To authenticate with the identity provider, the end user presents their YubiKey and enters the provided PIN. If Force PIN change is set to True (and if supported by the platform), the end user is prompted to change the PIN when using the YubiKey for the first time, as in this example.

If Force PIN change was not set (is False), the end user is able to log in without changing the provided PIN, when using the YubiKey for the first time.

The previous step also applies when using a YubiKey Bio (FIDO and Multi-Protocol Editions) where the end user authenticates primarily using fingerprint(s) enrolled on the key (a PIN is required as fallback also when using fingerprint authentication).

Note

In most cases, the end user is not automatically prompted to enroll a fingerprint when using a pre-registered YubiKey Bio the first time. Enrolling a fingerprint must be done by the end user in a separate step as described in the following.

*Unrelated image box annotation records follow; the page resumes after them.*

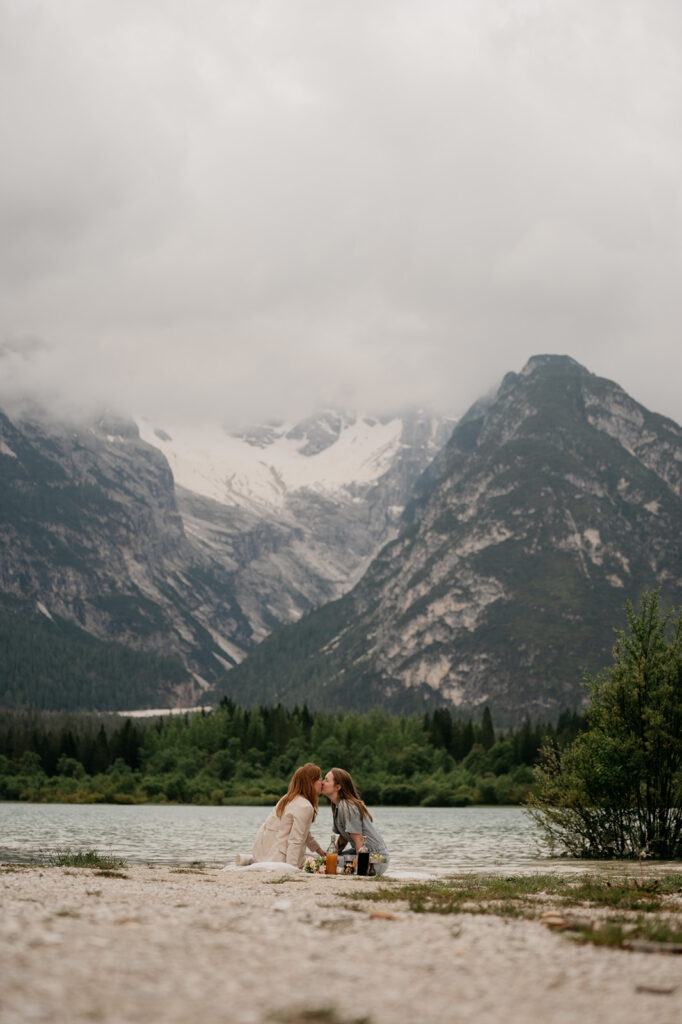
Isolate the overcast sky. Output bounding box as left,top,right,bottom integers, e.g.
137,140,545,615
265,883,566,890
0,0,682,423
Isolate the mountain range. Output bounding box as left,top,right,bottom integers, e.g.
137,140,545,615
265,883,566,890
0,411,456,708
216,355,682,722
0,355,682,724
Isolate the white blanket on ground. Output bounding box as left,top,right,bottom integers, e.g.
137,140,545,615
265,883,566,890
222,860,301,874
221,860,437,882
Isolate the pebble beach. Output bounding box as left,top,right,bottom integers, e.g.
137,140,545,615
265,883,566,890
0,865,682,1024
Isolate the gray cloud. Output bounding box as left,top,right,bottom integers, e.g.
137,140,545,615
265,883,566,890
0,0,682,422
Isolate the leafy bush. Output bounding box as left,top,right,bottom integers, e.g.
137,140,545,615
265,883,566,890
530,592,682,858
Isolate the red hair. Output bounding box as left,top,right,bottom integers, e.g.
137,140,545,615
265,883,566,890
274,761,322,821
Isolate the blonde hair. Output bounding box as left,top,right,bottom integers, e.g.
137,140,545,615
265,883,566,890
274,761,322,821
330,768,374,821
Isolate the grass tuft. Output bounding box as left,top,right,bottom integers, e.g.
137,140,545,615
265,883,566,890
41,847,126,871
347,873,682,947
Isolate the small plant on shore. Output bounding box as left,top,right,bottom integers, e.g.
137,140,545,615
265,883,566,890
347,873,682,951
41,847,126,871
528,592,682,859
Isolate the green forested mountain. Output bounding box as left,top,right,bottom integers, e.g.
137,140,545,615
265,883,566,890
216,356,682,722
0,700,584,806
0,601,189,711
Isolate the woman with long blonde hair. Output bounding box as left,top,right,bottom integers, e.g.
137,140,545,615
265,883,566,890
322,768,388,874
253,762,325,867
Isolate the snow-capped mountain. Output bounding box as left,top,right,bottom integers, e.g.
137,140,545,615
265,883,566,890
216,355,682,723
137,410,455,639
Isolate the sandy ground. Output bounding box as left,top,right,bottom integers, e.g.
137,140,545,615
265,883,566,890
0,865,682,1024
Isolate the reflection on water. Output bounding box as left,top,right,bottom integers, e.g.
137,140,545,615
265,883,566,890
0,803,548,873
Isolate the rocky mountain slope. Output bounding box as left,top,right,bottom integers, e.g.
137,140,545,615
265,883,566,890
0,403,456,707
216,356,682,722
138,410,455,640
0,415,252,699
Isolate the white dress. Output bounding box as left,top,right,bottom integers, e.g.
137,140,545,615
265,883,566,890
253,797,317,867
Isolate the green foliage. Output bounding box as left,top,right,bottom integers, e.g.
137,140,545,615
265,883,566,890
348,874,682,951
0,698,580,807
0,598,186,711
43,848,126,871
530,592,682,858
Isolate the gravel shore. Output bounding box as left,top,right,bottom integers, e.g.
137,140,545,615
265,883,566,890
0,865,682,1024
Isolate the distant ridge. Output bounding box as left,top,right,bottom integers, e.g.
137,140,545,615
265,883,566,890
215,355,682,722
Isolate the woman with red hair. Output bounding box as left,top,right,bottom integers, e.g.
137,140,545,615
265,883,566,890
253,762,325,867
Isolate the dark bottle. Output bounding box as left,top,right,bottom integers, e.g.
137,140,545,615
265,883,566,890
357,837,370,874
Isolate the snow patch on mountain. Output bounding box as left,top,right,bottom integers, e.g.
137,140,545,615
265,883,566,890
136,416,402,512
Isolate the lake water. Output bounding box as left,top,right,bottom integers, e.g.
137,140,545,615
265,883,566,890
0,803,552,874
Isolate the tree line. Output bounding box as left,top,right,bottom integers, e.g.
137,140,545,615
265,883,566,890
0,698,584,806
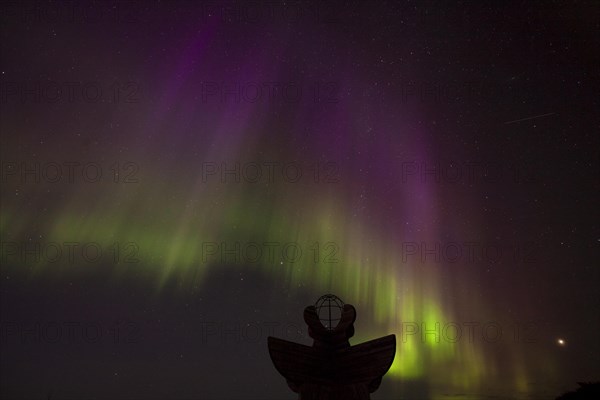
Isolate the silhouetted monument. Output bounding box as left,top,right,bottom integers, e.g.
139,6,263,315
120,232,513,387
268,294,396,400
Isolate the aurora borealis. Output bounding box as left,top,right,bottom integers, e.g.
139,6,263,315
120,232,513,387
0,1,600,399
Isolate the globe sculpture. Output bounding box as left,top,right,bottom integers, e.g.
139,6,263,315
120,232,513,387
315,294,344,331
268,294,396,400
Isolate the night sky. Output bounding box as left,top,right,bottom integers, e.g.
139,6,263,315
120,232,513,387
0,1,600,400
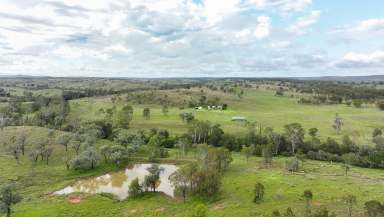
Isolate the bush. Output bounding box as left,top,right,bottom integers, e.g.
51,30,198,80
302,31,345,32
376,100,384,111
285,157,300,172
253,182,264,203
128,178,143,197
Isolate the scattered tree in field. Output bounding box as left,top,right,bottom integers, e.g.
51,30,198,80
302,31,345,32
47,129,55,145
29,149,40,163
284,123,305,154
169,166,190,203
272,210,281,217
63,152,71,170
82,147,100,169
115,105,133,129
313,207,335,217
41,146,53,165
284,207,296,217
262,145,273,165
9,144,21,164
253,182,264,203
364,200,384,217
372,128,383,138
70,139,81,155
308,128,319,138
343,194,356,217
285,157,300,172
241,145,255,162
17,133,27,156
100,145,111,162
0,184,21,217
179,112,195,123
352,99,363,108
143,108,151,120
177,135,192,156
161,105,169,115
110,145,129,167
343,163,351,177
192,204,207,217
57,134,71,151
144,164,164,192
71,147,99,170
128,178,143,197
376,100,384,111
303,190,313,217
332,114,344,134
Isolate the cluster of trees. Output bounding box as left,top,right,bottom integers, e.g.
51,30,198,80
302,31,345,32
170,144,232,201
0,96,70,129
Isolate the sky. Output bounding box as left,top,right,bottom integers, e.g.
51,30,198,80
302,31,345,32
0,0,384,77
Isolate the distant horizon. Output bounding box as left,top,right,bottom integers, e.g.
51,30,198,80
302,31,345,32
0,74,384,80
0,0,384,78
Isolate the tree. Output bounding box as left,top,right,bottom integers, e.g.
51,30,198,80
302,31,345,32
241,145,255,162
17,133,27,156
144,164,164,192
115,105,133,129
284,207,295,217
262,145,273,165
313,207,335,217
364,200,384,217
253,182,264,203
70,135,81,155
29,149,40,163
161,105,169,115
308,128,319,138
128,177,143,197
9,144,21,164
343,194,356,217
303,190,313,217
143,108,151,120
179,112,195,123
376,100,384,111
343,162,351,177
372,128,383,138
110,145,129,167
41,146,53,165
82,147,100,169
169,166,190,203
192,204,207,217
100,145,111,162
272,210,281,217
352,99,363,108
284,123,305,154
285,157,300,173
332,114,344,134
57,134,71,151
0,184,21,217
70,147,100,170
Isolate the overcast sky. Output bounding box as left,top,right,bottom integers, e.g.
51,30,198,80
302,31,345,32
0,0,384,77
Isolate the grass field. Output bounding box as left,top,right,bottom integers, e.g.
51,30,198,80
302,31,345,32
0,86,384,217
0,127,384,217
71,90,384,145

Here is an example of how to enroll fingerprints when using Windows 11: Navigate to Settings > Accounts > Sign-in options, select Security key, and click Manage. Enter the PIN for the YubiKey Bio, and follow the on-screen instructions, which prompts you to insert the security key and touch it to enroll a fingerprint. When done, you is prompted to provide the fingerprint (instead of the PIN) when logging in.

Different platforms (device/OS/browser) have different flows with regards to enrolling fingerprints on YubiKeys. Refer to the account security settings information for each platform for instructions on how to enroll fingerprints. For more examples of fingerprint enrollment, see YubiKey Bio Series Specifics.

Yubico Authenticator is a convenient tool that can also be used to enroll fingerprints on a YubiKey Bio. For instructions on how to install Yubico Authenticator and enroll fingerprints, see Install the App and Enroll a fingerprint.

Select the method that is applicable to your organization’s IT platform when providing recommendations for your end users on how to enroll fingerprints on their pre-registered YubiKey Bio.